The concept of the restaurant, from the shabby store front to the ugly floors and odd rug/tapestry thing on the wall, bothered me. Some people have told me this is purposeful and if it is I apologize for not understanding. Maybe it’s like that painting at a museum I stare at thinking “WTF”, but I perceive more as “we couldn’t be bothered so let’s pretend like we meant to do it”. From a decor perspective, to me there is a difference between industrial and correctional.
I’m a bit perplexed at the lack of social media coverage. Sure, the opening was covered by Toronto life and Blogto but other than that the normal review sites have been as barren as Montgomery’s walls. There are only 9 yelp reviews and zomato hasn’t registered enough voters to even have a rating. This is not always indicative of overall noise but it’s a bit odd. I do, however, notice that they do take time to respond to many of the reviews, good or bad. They are also closed on Sunday and Monday now which could be interpreted in a number of ways.
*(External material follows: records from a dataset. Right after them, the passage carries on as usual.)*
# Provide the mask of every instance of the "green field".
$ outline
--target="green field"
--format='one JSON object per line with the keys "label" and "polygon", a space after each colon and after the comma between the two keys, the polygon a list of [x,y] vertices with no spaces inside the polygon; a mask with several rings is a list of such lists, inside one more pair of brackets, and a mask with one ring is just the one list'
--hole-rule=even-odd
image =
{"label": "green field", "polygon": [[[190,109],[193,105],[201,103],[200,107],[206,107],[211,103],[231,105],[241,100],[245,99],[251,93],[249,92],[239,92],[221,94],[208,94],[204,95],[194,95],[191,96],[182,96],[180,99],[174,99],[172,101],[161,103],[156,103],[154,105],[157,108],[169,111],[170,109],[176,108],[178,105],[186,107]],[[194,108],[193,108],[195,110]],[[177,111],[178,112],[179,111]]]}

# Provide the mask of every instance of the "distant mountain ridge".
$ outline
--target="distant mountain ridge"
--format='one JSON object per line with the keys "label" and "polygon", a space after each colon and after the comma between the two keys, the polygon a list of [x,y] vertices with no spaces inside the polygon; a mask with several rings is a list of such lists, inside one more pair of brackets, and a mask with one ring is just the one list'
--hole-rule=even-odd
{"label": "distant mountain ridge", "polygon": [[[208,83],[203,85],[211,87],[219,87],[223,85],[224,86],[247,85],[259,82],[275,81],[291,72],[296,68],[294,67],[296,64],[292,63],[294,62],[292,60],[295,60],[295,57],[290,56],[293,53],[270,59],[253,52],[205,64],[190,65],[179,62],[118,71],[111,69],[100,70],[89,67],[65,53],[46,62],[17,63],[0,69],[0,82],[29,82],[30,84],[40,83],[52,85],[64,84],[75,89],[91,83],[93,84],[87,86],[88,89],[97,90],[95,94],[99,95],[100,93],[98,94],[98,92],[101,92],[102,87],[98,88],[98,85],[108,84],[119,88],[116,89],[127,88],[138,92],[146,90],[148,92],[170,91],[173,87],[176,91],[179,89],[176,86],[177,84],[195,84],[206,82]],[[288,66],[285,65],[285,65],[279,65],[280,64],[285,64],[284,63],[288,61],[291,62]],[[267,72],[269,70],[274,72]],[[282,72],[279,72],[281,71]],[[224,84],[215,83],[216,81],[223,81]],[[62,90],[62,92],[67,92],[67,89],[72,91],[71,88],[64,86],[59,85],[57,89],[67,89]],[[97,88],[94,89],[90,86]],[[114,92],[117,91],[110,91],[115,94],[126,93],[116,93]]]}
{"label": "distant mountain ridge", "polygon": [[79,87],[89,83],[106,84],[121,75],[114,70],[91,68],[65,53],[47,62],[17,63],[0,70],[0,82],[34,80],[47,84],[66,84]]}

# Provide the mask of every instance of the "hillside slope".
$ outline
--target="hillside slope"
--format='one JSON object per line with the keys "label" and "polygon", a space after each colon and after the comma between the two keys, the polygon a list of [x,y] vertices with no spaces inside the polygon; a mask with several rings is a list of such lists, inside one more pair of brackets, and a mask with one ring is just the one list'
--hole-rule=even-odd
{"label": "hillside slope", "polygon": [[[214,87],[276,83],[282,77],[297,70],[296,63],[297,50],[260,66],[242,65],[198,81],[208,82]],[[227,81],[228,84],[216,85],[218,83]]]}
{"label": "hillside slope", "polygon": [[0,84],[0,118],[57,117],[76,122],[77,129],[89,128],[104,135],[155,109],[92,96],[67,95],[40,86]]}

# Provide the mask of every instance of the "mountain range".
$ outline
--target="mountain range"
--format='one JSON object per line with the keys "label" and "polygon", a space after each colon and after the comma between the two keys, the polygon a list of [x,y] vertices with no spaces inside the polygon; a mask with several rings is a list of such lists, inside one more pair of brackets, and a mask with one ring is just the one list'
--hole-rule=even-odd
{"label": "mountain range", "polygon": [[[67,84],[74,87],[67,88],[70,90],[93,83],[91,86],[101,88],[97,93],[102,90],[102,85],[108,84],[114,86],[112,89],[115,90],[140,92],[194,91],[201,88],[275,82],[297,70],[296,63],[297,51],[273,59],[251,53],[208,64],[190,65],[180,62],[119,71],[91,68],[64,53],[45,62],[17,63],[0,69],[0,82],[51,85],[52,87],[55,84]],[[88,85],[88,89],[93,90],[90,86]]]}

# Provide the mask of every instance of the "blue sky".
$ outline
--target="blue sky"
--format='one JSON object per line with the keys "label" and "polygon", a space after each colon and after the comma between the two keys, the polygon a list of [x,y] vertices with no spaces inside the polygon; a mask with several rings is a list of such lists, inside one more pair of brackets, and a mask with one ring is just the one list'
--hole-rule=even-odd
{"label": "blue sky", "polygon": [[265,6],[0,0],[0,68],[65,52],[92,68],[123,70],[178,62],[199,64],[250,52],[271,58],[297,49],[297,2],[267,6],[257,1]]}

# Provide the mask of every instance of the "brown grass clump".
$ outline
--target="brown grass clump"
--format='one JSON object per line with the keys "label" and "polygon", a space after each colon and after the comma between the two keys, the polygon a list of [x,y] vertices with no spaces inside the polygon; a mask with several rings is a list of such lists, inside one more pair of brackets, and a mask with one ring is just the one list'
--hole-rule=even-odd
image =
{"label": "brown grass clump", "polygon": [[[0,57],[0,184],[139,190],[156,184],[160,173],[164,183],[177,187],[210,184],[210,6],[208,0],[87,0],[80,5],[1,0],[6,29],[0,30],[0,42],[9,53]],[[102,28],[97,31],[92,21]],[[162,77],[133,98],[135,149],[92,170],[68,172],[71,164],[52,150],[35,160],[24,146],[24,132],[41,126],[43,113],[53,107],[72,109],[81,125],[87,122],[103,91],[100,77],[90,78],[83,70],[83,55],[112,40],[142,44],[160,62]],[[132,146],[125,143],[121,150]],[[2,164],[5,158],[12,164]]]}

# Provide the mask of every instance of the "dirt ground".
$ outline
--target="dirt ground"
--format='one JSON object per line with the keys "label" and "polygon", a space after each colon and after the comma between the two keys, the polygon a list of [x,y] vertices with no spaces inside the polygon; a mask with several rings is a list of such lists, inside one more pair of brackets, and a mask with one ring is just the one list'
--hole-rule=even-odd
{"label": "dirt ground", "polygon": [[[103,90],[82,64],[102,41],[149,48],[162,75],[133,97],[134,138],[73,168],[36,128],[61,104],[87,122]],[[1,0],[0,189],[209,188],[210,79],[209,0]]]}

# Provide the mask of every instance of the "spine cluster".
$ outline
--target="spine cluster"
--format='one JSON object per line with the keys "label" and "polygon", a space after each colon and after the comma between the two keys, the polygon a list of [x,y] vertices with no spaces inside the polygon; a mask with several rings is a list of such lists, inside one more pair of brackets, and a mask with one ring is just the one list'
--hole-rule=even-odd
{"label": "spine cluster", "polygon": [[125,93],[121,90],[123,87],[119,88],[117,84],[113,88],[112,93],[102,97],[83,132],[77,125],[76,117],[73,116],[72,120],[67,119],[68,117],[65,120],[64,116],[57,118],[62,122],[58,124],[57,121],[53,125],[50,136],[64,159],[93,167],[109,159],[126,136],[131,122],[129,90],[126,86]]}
I guess we have to wait and see if this place will turn out more like Anne of Green Gables or the Pat of Silver Bush.
Given the story of Snackies the cow as the lead character among a diverse cast of plain, misunderstood and diverse characters all set in a drab decor, if I was a literary critic I would say Montgomery’s can best be described as a tale in which AA Milne meets Orange is the new Black.